Yasuds, saya cuekin sajalah. Saya kan hanya kemukakan pendapat saya. Bagi saya, sebagai orang Timur, tentunya emang nggak pantaslah ke Bali berdua aja dengan cowok yang baru pertama kali ketemu. Meskipun kenalnya udah belasan tahun, tapi kan kenal di YM doang. Lain halnya, kalau udah sering jalan berkali-kali dan udah tahu banget sifatnya. Biar gimana, dua manusia berbeda jenis kelamin liburan ke Bali bersama, who knows apa yang akan terjadi. Kamar boleh aja pisah tapi kan yang namanya setan itu bisa datang sewaktu-waktu. Meskipun kita udah bertekad nggak berbuat yang macam-macam, tapi kan namanya juga manusia yang terdiri dari darah dan daging itu lemah.

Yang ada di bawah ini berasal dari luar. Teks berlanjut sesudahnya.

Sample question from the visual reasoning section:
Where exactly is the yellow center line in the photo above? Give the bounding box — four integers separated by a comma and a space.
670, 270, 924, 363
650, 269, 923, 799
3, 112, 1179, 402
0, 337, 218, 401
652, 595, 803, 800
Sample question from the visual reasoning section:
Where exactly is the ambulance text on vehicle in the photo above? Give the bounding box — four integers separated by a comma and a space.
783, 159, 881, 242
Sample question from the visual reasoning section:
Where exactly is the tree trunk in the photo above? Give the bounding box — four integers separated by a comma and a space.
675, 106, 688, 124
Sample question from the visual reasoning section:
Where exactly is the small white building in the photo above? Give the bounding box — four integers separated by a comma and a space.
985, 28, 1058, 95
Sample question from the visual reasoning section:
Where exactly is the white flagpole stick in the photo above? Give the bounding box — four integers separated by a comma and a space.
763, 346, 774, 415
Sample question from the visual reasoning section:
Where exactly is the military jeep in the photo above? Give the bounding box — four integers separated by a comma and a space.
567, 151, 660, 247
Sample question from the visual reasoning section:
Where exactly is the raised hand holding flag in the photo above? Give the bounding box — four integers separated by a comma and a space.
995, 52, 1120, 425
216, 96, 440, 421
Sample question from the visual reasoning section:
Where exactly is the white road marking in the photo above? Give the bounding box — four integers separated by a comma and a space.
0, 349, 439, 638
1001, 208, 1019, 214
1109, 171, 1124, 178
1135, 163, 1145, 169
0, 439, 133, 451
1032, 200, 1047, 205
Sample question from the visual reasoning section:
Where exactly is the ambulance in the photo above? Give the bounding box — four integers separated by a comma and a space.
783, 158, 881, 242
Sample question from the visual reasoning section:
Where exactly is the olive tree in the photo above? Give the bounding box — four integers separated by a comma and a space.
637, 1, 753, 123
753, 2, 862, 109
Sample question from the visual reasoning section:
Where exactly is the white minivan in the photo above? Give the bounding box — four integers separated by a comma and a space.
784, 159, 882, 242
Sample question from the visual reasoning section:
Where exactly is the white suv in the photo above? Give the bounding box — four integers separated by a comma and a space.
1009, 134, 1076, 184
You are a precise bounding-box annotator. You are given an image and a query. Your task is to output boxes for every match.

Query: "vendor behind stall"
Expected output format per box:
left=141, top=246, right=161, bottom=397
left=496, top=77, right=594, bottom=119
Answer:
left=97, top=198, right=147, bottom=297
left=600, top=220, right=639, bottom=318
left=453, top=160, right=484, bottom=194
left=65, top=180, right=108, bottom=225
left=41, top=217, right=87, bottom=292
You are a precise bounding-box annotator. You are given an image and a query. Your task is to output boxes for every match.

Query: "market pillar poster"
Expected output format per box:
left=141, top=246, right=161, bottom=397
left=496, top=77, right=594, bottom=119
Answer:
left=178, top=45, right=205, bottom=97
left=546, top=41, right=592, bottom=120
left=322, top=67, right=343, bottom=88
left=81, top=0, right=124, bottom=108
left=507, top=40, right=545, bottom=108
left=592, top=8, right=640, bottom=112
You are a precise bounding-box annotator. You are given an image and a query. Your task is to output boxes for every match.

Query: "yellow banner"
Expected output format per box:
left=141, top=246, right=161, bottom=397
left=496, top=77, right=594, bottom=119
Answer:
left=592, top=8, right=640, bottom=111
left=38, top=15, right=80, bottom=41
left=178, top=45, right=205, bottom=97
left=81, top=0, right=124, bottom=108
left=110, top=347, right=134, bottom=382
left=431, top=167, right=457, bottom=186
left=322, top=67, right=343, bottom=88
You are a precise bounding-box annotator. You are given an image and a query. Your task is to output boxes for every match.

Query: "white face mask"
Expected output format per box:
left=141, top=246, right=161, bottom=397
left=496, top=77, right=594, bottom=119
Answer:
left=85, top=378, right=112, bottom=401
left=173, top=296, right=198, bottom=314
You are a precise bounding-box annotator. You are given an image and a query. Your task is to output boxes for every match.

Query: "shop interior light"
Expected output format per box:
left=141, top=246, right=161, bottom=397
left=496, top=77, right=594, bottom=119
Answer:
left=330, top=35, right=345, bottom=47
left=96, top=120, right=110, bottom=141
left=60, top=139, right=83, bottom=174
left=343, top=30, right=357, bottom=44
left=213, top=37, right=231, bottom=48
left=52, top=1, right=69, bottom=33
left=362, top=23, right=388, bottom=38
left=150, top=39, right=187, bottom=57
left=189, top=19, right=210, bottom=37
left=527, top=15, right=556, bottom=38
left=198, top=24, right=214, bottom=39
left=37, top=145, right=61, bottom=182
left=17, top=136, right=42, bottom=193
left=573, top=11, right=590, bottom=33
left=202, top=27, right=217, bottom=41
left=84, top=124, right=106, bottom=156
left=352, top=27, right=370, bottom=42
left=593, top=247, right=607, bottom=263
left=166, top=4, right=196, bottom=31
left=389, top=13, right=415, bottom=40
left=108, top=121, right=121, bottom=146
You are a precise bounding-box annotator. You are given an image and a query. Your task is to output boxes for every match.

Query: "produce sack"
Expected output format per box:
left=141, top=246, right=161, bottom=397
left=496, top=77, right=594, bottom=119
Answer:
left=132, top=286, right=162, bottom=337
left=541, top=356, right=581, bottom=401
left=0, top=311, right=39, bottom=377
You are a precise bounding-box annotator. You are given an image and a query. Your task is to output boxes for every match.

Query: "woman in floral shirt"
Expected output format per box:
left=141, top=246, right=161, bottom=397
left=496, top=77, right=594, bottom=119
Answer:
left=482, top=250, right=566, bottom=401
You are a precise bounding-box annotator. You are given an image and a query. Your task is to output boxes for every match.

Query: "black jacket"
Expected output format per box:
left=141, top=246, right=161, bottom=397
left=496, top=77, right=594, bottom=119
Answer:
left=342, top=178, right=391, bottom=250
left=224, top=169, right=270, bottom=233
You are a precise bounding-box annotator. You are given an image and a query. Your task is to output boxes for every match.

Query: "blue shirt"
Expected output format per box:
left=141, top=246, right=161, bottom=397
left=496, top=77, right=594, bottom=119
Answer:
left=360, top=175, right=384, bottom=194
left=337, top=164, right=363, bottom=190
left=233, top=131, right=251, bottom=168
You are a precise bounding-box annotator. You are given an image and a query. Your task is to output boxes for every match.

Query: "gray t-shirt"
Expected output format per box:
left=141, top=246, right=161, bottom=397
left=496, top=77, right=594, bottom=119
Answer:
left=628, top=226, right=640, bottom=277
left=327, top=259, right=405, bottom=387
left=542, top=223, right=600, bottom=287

Bukankah kita sebaiknya menghindari diri dari mara bahaya? Bukankah sebaiknya kita nggak dekat-dekat dengan api kalau tak ingin terbakar? Tetapi, rupanya apa yang saya sarankan ke Rini ditanggapi lain. Yang ada, dia malah jadi jutek sama saya. Terserahlah! Dia toh sudah besar, sudah tahu apa yang baik untuk dirinya.
Lagi pula, saya tahu banget kenapa dia malas ajak teman-temannya menemani? Pertama, soal biaya. Nggak mungkin membayari banyak orang kan? Oke, itu bisa dimengerti. Kedua, karena dia sudah berkhayal akan menjadikan si cowok Aussie ini pacar so....mana maulah diganggu banyak orang. Bukannya lebih asik pergi berdua saja? Satu hal yang menurut saya riskan karena baru pertama kali bertemu. Dan, apa si cowok juga suka sama dia? Atau cuma iseng aja?
Akh, saya pun hanya berharap semoga Rini baik-baik saja. Semoga cowok Aussie itu nggak punya niat jahat sama Rini. Semoga semuanya aman terkendali.